# Why doesn't Lightroom render these JPEGs like every other viewer?



## dbooksta (Aug 7, 2014)

I'm new to Lightroom 5. To learn I tried to take an old photo and improve it in the Develop module. I exported the results but the color cast is different in every other JPG viewer and browser from what I see in Lightroom. Even after adding the export to the Lightroom library and opening it in Lightroom it continues to look like what I had Developed, rather than what I see in any other viewer.
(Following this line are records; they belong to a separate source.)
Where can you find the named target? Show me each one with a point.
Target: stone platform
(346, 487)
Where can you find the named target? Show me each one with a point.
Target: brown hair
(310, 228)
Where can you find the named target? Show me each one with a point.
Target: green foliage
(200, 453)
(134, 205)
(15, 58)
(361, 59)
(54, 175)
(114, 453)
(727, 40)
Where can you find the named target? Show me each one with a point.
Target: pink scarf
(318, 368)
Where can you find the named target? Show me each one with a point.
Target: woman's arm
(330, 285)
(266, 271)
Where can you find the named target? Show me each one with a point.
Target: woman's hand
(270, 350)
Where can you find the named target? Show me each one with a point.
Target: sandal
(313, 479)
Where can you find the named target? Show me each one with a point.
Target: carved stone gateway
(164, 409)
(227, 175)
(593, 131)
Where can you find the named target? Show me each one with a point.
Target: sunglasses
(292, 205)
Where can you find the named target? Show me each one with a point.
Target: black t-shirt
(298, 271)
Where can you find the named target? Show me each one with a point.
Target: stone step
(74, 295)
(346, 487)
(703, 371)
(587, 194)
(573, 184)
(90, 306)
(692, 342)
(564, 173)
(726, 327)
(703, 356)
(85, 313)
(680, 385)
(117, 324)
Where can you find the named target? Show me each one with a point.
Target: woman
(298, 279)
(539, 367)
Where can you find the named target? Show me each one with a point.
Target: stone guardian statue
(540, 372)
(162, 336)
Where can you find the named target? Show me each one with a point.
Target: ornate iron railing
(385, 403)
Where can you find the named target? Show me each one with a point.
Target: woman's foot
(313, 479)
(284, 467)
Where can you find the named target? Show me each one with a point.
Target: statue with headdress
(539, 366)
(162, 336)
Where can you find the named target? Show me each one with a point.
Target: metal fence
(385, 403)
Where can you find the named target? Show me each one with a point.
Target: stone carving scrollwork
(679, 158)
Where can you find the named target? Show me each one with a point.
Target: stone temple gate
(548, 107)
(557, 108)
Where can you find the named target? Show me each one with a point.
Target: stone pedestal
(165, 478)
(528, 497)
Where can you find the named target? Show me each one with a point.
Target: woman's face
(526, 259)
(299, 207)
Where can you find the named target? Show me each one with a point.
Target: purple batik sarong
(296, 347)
Why is Lightroom rendering images with different colors from everything else?

In the export settings I've tried both the sRGB and AdobeRGB (1998) colorspaces with the same results.  The embedded color profile is listed by other viewers as "sRGB IEC61966-2.1".  (_Although frankly I would prefer not to use ICC/embedded color profiles at all._)

Here is the original, followed by the developed image export as seen in Lightroom (via screenshot), and then the same image viewed everywhere else:







Developed and viewed in Lightroom (screenshot), including exported and reimported:







Developed Export in any other viewer:


----------



## Victoria Bampton (Aug 7, 2014)

Hi dbooksta, welcome to the forum!

That's typical of a corrupted monitor profile - give this a shot http://members.lightroomqueen.com/K...onitor-profile-to-check-whether-its-corrupted


----------



## dbooksta (Aug 8, 2014)

That appears to fix it!  You, madam, truly are the Lightroom Queen -- thank you!


----------



## msbrad (Aug 8, 2014)

wow- Love love the detailed advice.
m


----------



## Packhorse-4 (Aug 8, 2014)

msbrad said:


> wow- Love love the detailed advice.
> m



Yup, Victoria is the best!  I'm glad I found these forums as well.


----------



## davidedric (Aug 8, 2014)

If at all possible you should profile your monitor using one of the various profiling devices on the market.   Your approach then would simply be to re-profile the monitor.  The profiler should automatically set the measured profile as the one in use, though you could still check that through Colour Management in the Control Panel.

Dave


----------



## Victoria Bampton (Aug 8, 2014)

Yep, well said Dave.


----------